Being wrong
I hate being wrong, ask anyone in my family, they will get that slightly weary look and agree (and I am not the only one). I have tried to counter this by learning and improving my knowledge, which helps me, but if I am honest doesn’t help my family. In addition I am a teacher and so, in many situations, could just fall back on authority. Yet in teaching I have realised something important, I actually like it when my students are wrong. I would not say it is the best situation, perhaps, but it is positive. The reason is simple: to be wrong you have to be engaged.

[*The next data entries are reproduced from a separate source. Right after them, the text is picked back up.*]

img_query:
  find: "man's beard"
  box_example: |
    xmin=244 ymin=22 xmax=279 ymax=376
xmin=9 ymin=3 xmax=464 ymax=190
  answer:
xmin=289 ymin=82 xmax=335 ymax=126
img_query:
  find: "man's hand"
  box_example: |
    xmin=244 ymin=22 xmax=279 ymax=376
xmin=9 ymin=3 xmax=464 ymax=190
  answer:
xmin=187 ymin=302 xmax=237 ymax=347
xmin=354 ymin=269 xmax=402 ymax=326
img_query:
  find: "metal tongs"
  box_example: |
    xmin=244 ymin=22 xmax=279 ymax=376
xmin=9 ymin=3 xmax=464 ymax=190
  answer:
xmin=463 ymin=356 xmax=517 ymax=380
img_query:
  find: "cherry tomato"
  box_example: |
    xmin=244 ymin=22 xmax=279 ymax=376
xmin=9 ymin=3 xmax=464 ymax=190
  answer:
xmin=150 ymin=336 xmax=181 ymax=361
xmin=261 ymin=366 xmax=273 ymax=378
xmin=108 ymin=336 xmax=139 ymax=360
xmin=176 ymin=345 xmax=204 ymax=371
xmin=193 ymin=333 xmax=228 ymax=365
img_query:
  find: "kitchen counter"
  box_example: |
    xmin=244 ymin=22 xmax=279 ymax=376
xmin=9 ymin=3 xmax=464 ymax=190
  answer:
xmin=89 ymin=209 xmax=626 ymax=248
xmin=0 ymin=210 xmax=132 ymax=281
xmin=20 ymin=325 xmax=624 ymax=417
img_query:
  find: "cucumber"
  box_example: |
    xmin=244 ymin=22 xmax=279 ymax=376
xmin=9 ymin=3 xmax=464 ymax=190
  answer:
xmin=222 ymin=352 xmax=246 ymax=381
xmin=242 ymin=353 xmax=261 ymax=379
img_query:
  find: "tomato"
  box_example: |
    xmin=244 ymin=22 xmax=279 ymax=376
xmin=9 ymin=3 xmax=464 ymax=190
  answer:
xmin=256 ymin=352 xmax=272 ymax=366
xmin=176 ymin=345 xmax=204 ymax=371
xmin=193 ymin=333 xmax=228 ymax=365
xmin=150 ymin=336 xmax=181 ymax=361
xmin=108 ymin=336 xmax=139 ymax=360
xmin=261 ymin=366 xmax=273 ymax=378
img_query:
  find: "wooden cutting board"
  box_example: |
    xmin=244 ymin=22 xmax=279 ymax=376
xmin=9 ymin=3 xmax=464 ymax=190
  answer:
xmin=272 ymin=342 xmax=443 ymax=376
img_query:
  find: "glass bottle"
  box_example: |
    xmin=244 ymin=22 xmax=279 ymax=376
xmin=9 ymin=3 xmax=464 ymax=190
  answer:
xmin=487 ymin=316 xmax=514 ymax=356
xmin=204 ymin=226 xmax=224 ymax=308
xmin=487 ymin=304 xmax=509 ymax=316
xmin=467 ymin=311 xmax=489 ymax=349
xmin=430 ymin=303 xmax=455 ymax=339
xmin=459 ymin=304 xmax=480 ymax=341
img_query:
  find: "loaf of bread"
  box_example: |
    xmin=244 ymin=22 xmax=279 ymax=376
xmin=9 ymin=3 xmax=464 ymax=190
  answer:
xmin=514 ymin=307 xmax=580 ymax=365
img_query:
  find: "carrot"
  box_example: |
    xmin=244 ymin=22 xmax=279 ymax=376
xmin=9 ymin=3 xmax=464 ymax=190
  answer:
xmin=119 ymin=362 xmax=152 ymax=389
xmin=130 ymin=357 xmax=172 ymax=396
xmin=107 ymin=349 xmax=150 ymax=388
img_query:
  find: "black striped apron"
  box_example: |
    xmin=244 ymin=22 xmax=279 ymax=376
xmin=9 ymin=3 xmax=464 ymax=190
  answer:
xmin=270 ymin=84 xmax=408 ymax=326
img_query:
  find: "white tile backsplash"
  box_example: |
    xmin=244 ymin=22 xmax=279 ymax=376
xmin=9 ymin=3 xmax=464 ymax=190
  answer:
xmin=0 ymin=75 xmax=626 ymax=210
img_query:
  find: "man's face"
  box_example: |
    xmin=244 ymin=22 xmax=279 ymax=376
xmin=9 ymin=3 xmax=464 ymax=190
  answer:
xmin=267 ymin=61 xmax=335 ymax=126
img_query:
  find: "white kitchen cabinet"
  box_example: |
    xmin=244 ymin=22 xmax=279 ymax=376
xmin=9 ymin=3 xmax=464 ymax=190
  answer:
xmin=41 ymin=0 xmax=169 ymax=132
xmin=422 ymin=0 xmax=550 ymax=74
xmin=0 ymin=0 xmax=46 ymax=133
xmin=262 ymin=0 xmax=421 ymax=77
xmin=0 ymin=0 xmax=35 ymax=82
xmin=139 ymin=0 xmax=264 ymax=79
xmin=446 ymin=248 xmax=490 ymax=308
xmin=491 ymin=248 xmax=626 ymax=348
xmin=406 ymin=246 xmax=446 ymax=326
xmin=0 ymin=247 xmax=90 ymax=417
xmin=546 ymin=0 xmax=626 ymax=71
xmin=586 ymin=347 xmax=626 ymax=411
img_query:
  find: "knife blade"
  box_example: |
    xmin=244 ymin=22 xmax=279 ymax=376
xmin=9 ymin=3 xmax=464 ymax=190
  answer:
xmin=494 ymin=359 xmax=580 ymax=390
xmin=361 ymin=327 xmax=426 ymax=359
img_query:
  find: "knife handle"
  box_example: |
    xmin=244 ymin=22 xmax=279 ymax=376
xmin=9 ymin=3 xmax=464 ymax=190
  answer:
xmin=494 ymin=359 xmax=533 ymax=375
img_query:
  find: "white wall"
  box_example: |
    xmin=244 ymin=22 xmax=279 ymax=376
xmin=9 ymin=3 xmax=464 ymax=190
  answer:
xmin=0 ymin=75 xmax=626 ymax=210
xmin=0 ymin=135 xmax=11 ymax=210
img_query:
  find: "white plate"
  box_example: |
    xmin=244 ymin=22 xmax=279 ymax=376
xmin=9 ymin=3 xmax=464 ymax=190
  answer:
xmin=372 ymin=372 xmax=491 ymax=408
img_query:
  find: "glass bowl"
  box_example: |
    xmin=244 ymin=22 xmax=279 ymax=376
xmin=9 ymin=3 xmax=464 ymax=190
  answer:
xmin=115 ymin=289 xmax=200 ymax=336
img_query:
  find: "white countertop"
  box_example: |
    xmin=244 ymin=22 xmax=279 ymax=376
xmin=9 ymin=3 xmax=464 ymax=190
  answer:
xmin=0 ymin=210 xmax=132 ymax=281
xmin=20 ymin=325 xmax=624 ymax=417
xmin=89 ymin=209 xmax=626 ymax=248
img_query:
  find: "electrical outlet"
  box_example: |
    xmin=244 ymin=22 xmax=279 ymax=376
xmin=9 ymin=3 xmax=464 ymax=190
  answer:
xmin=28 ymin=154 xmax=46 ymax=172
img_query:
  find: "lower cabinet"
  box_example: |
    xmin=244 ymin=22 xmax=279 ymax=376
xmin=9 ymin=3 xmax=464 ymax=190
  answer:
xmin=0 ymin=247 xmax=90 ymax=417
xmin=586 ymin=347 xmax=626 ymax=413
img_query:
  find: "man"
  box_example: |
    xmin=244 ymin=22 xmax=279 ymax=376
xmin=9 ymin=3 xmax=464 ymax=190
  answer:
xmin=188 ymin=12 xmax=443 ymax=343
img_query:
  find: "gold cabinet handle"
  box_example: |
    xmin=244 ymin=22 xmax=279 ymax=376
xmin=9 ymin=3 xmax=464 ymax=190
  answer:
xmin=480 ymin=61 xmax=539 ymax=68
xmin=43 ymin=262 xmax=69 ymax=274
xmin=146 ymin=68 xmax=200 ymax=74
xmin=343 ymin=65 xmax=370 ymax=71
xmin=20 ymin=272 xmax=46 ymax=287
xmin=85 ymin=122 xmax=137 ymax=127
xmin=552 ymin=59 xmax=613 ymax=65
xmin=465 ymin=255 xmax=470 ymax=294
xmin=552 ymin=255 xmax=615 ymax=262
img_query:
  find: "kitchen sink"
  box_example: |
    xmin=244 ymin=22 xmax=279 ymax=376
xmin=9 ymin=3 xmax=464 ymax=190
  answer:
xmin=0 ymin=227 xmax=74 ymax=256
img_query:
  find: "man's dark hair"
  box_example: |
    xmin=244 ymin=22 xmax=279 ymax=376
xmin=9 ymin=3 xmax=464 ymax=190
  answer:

I was thinking about this as I read the post on The Renaissance Mathematicus talking about the birth of HistSci Hulk, sworn enemy of anyone who is wrong about the history of science (a noble and dangerous quest). This might seem to be the opposite position to the one that I gave above. I have felt the sting of his corrections myself, luckily in private not public! It is not opposite, in fact it is the essential counterpart. Being wrong is positive, but only as it helps on the way to better understanding. Reading about how the concepts of gravity were starting to come together before Galileo, and that he did not experiment by dropping things from the tower of Pisa, does take one further. Yet this does not make the original story worthless. It introduces the idea of gravity, the sense there was a change in understanding and Galileo, himself. The correction builds far more happily on this knowledge than it would standing on its own. For this to be effective, of course, we have to accept that stories (especially much loved ones) can be wrong, and more to the point we ourselves might be wrong.
I believe this is actually the great strength of the scientific method, and mathematical proof. Not that they can be used to show things are right, not even that they can show things to be wrong, but that they give a framework to persuade someone they are wrong. They help to develop understanding faster and further.
So do not get embarrassed when you are wrong. Do not get defensive. Learn to embrace it, be grateful, admit it. Then you are learning.
“It is better to open your mouth and learn that you were a fool, than to remain silent and never know.”
Some other takes on the same idea come from the inventor James Dyson and the author Kathryn Schulz.
QI has taken being wrong to a whole new level!